Bruno Zevi was an Italian architect, historian, professor, curator, author, and editor. Zevi was a vocal critic of "classicizing" modern architecture and postmodernism.
In 1944, he founded the influential Association for Organic Architecture. The following year the magazine Metron-architecture reviewed his book Towards an Organic Architecture, which brought him international acclaim.

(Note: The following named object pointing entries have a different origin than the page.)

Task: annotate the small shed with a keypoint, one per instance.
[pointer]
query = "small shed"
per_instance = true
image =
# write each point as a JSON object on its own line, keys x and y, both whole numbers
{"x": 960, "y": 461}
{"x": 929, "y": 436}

From 1955 onwards, he wrote a column for the weekly L'Espresso magazine. He was an active member of the Italian Jewish community, and took part in anti-fascist activities within the Giustizia e Libertà movement. He was active in the Action Party and later in Popular Unity and in the Radical Party, which he represented in the Chamber of Deputies from 1987 to 1992. From 1954 until his death in 2000 he was editor of his own magazine L'architettura. Cronache e storia. The Modern Language of Architecture is one of Zevi’s most significant publications. In this book Zevi sets forth seven principles or “antirules” to codify the language of architecture created by Le Corbusier, Gropius, Mies van der Rohe, and Wright. In place of the classical language of the Beaux Art school, with its focus on abstract principles of order, proportion, and symmetry, he presents an alternative system of communication characterized by a free interpretation of contents and function, an emphasis on difference and dissonance, a dynamic of multidimensional vision, and independent interplay of elements, an organic marriage of engineering and design, a concept of living spaces that are designed for use, and an integration of buildings into their surroundings. Anticipating the innovations of postmodern architecture, Zevi argues forcefully for complexity and against unity, for decomposition dialogue between architecture and historiography, finding elements of the modern language of architecture throughout history, and discussing the process of architectural innovation.
Architecture as space
Zevi argued in Saper Vedere L'Architettura that space is essential for both the definition and appreciation of architecture.
Modern architecture movement
Zevi participated in the influential International Architecture Symposium "Mensch und Raum" at the Vienna University of Technology in 1984, also attended by Justus Dahinden, Ernst Gisel, Jorge Glusberg, Otto Kapfinger, Frei Otto, Ionel Schein, Dennis Sharp, Paolo Soleri, and Pierre Vago. Such was Zevi's uncompromising critique of any tendency in modern architecture towards classicism that he even would criticize those architects he otherwise admired: "When Gropius, Mies and Aalto produced it was an act of surrender. Lacking a modern code, they weakened and regressed to the familiar womb of classicism.".
Quotes
"In 1973, Zevi set out ideas as a set of invariants - a sort of anti-classical codebook that attempted to define modernity as a language of asymmetry and dissonance, which he propagated via his magazine L'architettura, cronache e storia. This exciting theory of architecture as rupture and fragmentation marks him out as the seminal theoretician for all currents of modernism interested in iconoclasm and deconstruction, from Alvar Aalto in the 1930s to Daniel Libeskind in the 1990s."